At this point, the IVF procedure is on a very tight timing schedule. The egg retrieval must happen within 34-36 hours after you receive the hCG shot. It’s a minor surgical procedure using a light sedative that will make you relaxed and pain-free during the procedure. Using a transvaginal ultrasound, the doctor will guide a needle through the back wall of the vagina and up into the ovaries. The needle will then suck the fluid and oocyte (one oocyte per follicle) into the needle where they will be transferred to the lab for fertilization. You’ll be kept in the medical center for a few hours afterwards to make sure nothing worse than light spotting and lower abdominal cramping occurs.
- Fertilizing the Eggs
After they are aspirated the follicles are taken to the lab where the oocytes, or eggs, are retrieved and evaluated by the embryologist. Only the healthy and mature eggs are fertilized within 12-24 hours. The eggs are mixed with sperm that has been “washed” to separate the sperm from other stuff found in semen. Only the healthiest sperm are used for fertilization as they are the most likely to succeed. Within 12-24 hours of putting the sperm and oocytes together generally 70% of the oocytes are fertilized.

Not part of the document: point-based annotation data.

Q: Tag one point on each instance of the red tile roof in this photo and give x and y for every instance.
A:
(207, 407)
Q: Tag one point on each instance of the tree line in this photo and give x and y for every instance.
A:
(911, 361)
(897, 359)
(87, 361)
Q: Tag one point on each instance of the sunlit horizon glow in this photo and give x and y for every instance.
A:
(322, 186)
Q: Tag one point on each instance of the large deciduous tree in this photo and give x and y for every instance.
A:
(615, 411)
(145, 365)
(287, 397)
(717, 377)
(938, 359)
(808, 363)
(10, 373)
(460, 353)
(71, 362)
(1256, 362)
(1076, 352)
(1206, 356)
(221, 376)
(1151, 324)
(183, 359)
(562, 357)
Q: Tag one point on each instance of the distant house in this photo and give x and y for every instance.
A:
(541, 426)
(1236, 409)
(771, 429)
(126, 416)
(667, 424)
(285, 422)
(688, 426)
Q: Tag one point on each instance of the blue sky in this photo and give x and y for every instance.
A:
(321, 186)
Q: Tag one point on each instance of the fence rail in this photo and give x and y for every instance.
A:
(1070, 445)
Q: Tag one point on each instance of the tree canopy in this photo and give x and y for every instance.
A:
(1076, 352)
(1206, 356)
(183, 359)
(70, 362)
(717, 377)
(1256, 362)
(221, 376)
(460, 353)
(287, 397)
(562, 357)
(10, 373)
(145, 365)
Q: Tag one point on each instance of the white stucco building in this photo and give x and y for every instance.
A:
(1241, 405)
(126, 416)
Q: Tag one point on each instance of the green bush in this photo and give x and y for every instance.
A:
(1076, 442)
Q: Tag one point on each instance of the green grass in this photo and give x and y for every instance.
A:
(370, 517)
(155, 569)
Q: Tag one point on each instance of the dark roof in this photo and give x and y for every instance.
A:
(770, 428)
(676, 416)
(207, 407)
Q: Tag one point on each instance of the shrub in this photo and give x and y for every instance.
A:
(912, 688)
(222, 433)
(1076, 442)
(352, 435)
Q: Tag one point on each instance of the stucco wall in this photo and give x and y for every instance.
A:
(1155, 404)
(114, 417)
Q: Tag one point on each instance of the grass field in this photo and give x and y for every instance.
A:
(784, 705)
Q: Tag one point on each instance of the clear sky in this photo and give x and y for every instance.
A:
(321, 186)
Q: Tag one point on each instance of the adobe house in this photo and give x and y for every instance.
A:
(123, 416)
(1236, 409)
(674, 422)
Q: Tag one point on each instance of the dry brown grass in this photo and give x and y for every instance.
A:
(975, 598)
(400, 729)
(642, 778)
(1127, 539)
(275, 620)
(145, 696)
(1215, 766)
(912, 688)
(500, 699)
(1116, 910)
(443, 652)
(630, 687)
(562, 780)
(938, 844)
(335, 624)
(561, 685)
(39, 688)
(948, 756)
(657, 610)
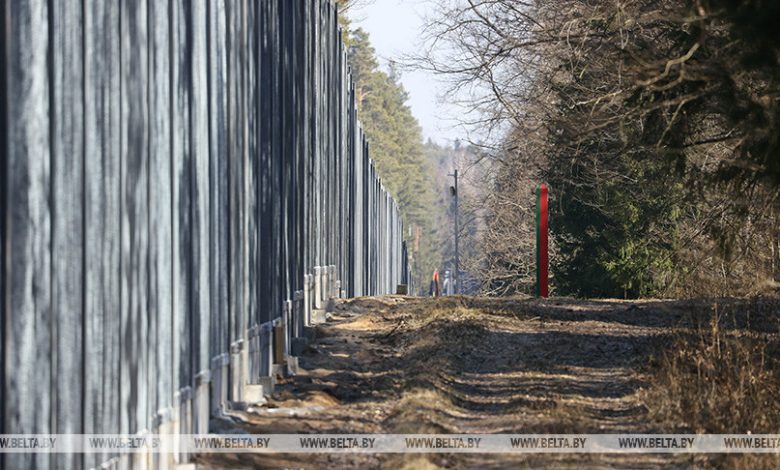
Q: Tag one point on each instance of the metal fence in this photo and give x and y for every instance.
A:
(185, 186)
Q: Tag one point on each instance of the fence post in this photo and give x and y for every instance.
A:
(542, 257)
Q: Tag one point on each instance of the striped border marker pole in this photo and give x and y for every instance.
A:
(542, 256)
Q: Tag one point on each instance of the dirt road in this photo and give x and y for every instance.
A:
(463, 365)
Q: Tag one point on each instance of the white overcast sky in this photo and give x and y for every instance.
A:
(394, 27)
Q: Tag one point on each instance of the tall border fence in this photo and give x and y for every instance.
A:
(185, 187)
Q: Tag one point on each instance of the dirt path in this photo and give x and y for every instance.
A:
(462, 365)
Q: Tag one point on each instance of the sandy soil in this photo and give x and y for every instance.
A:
(470, 365)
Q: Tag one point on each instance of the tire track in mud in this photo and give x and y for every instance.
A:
(471, 365)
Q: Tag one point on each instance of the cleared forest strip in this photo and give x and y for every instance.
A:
(473, 365)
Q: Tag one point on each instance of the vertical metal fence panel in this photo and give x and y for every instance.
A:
(174, 172)
(101, 220)
(28, 237)
(67, 160)
(134, 209)
(160, 212)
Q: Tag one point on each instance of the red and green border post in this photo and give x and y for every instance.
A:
(542, 245)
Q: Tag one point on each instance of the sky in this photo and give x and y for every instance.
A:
(394, 27)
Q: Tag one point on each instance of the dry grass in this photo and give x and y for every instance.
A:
(721, 377)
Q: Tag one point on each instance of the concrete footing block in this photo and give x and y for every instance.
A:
(254, 394)
(310, 333)
(292, 365)
(299, 346)
(318, 316)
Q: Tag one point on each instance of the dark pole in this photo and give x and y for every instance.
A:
(456, 276)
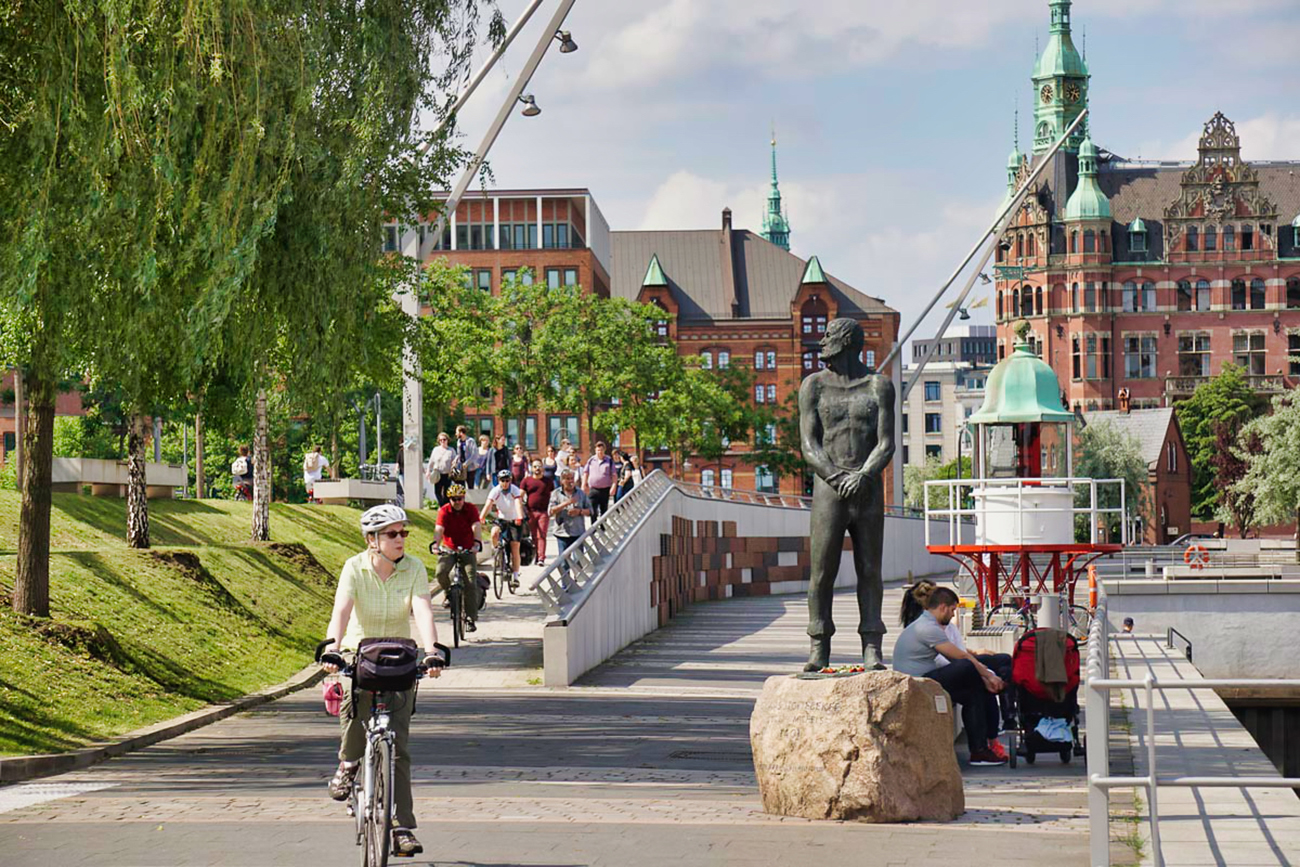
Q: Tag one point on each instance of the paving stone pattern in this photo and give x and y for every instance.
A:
(645, 762)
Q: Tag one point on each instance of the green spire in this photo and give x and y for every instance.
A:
(1087, 202)
(654, 273)
(776, 228)
(1060, 85)
(813, 272)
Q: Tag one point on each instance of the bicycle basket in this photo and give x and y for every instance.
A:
(386, 664)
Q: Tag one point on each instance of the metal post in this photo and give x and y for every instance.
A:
(1097, 719)
(508, 105)
(1152, 802)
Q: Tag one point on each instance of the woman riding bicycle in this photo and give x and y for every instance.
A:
(378, 590)
(456, 534)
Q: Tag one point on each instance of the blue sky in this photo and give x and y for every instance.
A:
(893, 118)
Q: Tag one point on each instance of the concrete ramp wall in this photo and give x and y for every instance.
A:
(693, 547)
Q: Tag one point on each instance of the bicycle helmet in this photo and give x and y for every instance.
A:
(377, 517)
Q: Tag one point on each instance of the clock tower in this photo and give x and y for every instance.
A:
(1060, 86)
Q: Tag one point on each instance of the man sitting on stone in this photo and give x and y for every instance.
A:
(966, 679)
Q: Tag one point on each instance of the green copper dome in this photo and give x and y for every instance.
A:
(1087, 202)
(1060, 57)
(1022, 388)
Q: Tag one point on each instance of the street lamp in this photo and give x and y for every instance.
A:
(567, 44)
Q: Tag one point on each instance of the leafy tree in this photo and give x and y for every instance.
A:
(1270, 476)
(778, 443)
(1225, 399)
(1230, 463)
(1108, 451)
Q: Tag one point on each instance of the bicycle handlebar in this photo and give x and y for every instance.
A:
(334, 658)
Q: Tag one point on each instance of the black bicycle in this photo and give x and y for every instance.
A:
(456, 590)
(371, 801)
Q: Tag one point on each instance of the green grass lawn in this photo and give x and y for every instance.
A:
(142, 636)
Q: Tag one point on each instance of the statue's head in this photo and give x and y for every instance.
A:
(841, 334)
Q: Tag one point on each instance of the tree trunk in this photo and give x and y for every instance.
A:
(198, 455)
(333, 450)
(261, 475)
(137, 499)
(20, 419)
(31, 579)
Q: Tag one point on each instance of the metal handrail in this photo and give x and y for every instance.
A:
(956, 512)
(1097, 727)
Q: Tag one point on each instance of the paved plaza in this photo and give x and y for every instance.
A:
(645, 762)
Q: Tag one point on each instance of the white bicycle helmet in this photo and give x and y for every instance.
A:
(376, 517)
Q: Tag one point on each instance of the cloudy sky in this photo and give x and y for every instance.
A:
(893, 117)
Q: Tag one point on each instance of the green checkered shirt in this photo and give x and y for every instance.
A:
(381, 608)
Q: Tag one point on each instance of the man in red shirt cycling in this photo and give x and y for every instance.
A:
(456, 533)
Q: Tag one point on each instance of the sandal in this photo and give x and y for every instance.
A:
(404, 844)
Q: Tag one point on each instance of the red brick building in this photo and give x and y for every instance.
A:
(736, 298)
(1148, 276)
(1166, 511)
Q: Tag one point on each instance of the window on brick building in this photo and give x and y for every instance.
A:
(813, 319)
(1239, 294)
(1248, 351)
(1139, 356)
(1194, 354)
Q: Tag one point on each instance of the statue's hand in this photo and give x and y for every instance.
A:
(850, 485)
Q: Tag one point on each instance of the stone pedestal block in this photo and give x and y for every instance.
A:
(875, 746)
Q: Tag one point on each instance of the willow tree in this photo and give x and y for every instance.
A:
(143, 156)
(321, 295)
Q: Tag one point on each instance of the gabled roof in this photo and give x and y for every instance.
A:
(766, 277)
(1148, 427)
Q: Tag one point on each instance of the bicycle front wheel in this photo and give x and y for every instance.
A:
(378, 809)
(458, 603)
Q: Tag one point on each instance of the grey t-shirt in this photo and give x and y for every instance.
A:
(914, 651)
(570, 525)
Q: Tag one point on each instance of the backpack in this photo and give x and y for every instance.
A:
(386, 664)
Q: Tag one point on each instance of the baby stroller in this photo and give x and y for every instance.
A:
(1031, 702)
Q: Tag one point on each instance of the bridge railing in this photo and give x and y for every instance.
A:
(1097, 727)
(563, 582)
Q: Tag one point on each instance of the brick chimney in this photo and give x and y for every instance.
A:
(726, 254)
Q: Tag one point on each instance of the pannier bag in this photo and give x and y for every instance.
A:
(386, 664)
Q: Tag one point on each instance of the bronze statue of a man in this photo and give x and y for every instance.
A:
(846, 416)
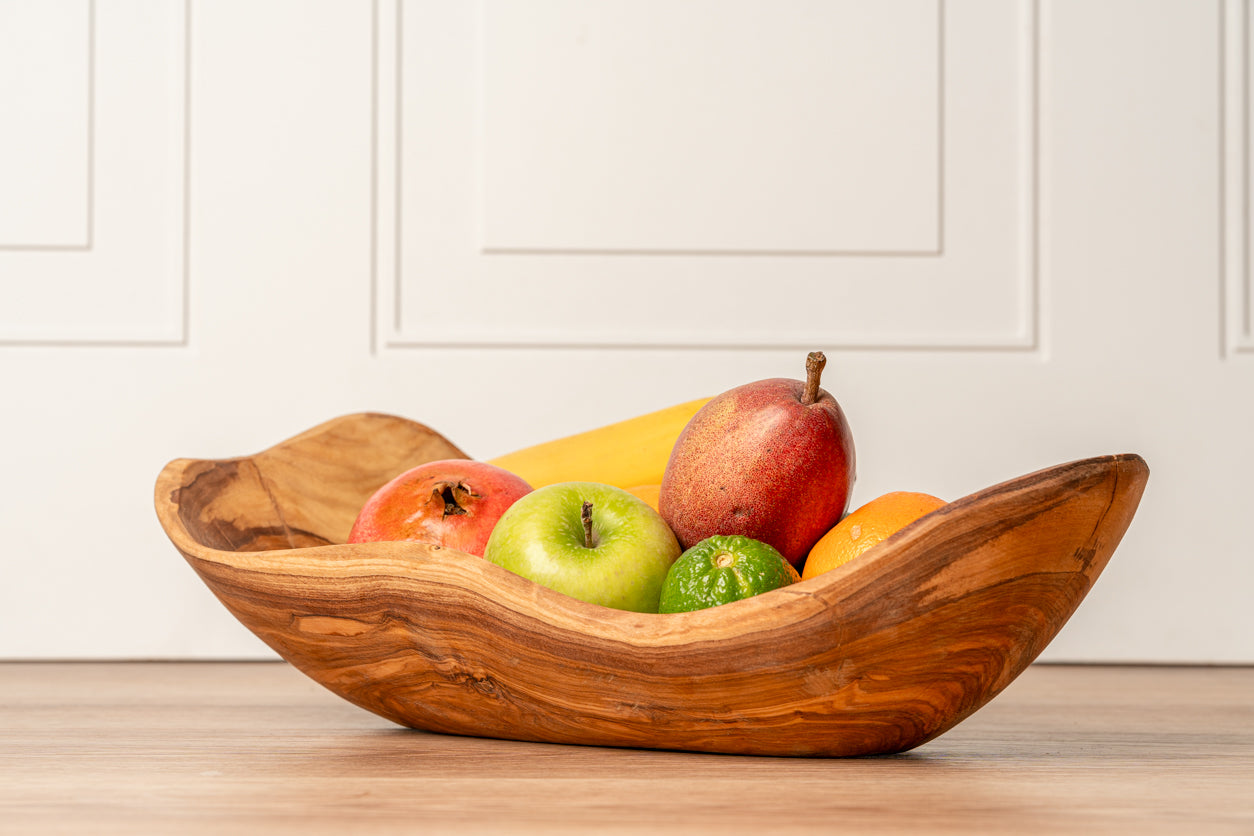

- The Embryos are Transferred
Approximately 3-5 days after the egg retrieval the fertilized eggs are ready to be transferred into the uterus. This is exactly like an IUI treatment and doesn’t require anesthesia. A thin tube is passed through the cervix into the uterus and the embryo(s) are inserted along with a small amount of fluid. After the procedure, you will rest by laying on your back for a couple of hours then go home. If there are extra embryos left over that are going to be frozen it happens at this point in the IVF procedure.
Now the Wait
On the retrieval day, or the day after, you will start injecting yourself with progesterone supplements. Progesterone is essential because it helps prepare the uterine lining, facilitates implantation, and can help stop miscarriage. You want this shot.
Approximately 9-12 days after the implantation your doctor will order a serum pregnancy test that will include progesterone levels as well as pregnancy indicators. If the test is positive you’ll continue to take the progesterone supplements for several more weeks. After the first couple of months you’ll be monitored just like any other pregnancy.